Why not start fully autonomous?

Because "fully autonomous" is a bad first milestone.

The current system can already keep reports fresh, surface drift, generate update contracts, prepare agent briefs, and tell me the next safe step. It can also avoid doing the wrong thing. That is enough autonomy to be useful.

I would rather have a conservative runner that never silently crosses an authorization boundary than a flashy one that sometimes does.

The plan is to expand autonomy through policy gates:

  • unattended read-only monitoring;
  • unattended cache/index refresh;
  • unattended dry-run contract generation;
  • approval-gated executor dry-runs;
  • explicit-authorized mutation;
  • eventually, narrow unattended mutation for low-risk classes after enough evidence.

Each step needs reports, tests, rollback stories, and postchecks.

What gets open sourced

The current private repo is not the product.

The future public artifact should be a scrubbed framework:

  • fleet registry schema;
  • status vocabulary;
  • report JSON contracts;
  • systemd and launchd scheduler templates;
  • task queue envelope;
  • mutation policy examples;
  • skills for fleet ops, update readiness, action contracts, task queues, and self-improvement loops;
  • DSPy/GEPA examples trained on sanitized ops scenarios.
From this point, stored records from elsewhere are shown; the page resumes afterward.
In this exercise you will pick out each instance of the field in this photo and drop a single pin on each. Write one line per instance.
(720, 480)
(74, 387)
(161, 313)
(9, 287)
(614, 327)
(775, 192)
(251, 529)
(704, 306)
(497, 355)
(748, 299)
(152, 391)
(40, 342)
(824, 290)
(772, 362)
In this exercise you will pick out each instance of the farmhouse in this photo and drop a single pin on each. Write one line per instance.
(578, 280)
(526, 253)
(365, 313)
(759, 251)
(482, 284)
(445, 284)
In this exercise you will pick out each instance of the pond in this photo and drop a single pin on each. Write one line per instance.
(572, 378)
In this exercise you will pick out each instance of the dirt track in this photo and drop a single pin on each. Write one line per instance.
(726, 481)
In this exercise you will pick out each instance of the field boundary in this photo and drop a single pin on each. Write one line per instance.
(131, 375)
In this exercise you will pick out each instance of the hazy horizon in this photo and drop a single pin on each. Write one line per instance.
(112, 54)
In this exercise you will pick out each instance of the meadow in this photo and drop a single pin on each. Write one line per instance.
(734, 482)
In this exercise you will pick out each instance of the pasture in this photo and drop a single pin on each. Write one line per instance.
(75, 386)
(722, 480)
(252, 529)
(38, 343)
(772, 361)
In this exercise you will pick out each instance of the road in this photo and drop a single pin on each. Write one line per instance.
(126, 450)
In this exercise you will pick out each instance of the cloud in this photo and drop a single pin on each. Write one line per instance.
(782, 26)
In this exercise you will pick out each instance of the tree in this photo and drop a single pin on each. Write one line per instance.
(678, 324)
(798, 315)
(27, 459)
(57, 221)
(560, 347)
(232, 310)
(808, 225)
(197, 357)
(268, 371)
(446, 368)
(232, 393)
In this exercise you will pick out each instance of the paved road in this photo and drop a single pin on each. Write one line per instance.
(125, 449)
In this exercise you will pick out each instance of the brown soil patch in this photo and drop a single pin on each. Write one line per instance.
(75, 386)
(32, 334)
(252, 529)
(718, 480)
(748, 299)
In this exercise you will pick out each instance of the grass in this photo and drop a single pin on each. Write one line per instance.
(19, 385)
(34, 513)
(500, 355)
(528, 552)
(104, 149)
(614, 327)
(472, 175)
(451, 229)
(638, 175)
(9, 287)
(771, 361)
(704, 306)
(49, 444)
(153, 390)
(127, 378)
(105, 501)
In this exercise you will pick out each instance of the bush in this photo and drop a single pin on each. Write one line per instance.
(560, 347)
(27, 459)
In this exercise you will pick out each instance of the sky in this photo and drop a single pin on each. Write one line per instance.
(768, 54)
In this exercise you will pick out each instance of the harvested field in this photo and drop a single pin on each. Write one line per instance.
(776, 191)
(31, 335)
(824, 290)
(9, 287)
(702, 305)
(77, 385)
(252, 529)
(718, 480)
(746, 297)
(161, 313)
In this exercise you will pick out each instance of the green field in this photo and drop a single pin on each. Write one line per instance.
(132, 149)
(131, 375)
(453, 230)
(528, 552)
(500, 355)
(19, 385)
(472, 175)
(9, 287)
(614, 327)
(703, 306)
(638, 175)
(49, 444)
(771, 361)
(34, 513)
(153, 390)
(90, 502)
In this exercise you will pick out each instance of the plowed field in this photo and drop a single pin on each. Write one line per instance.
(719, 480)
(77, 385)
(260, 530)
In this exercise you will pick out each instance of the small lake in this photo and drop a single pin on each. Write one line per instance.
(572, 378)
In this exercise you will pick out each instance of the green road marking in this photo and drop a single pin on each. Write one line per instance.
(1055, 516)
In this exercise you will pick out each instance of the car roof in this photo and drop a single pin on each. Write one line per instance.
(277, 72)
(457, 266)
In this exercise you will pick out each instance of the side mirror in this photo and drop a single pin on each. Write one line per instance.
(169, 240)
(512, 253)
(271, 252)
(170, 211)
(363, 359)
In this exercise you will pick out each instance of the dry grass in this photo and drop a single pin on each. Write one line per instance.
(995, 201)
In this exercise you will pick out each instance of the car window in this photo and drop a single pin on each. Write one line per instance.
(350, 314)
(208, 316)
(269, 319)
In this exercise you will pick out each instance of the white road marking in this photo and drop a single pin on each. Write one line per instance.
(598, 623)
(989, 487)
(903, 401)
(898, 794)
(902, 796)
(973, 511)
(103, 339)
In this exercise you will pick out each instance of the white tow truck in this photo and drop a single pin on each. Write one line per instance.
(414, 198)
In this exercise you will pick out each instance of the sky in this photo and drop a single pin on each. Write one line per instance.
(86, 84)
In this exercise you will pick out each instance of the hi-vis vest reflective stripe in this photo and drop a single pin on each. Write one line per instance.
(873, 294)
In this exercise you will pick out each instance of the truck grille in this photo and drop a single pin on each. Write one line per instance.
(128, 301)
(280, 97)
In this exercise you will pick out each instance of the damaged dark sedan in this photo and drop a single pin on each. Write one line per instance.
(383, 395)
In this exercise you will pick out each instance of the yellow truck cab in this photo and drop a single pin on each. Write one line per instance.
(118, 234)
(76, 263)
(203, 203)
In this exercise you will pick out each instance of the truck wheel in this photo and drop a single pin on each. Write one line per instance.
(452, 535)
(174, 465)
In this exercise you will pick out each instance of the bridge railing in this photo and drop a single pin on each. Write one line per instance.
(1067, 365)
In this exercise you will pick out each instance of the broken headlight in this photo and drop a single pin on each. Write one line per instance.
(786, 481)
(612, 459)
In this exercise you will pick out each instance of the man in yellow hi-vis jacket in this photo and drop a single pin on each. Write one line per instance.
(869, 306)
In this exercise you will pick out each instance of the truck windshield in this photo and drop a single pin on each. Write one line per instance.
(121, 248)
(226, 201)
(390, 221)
The goal is not to sell "my exact fleet." It is to give people a working pattern for their own agent fleets.

If you run one coding agent, this may sound overbuilt. If you run several strong agents across machines, it starts to feel like table stakes.

Where this goes next

The next private milestones are straightforward:

  • create current update-action contracts for the drifted fleet;
  • keep the runner green and fast;
  • turn repeated incidents into eval rows;
  • build the first DSPy classifier for ops triage;
  • run GEPA on real examples;
  • compare the optimized judgment module against the current deterministic rules in shadow mode.

When that loop works, the launch series gets more interesting. Then I can write with outcomes: what GEPA improved, what it failed to improve, which skills changed, and which parts of agent ops should stay deterministic forever.

For now, the thing I am happiest about is smaller:

make fleet-today

Four devices. Typed state. One next action each.

That is not the end state of autonomous agent operations. It is a good beginning.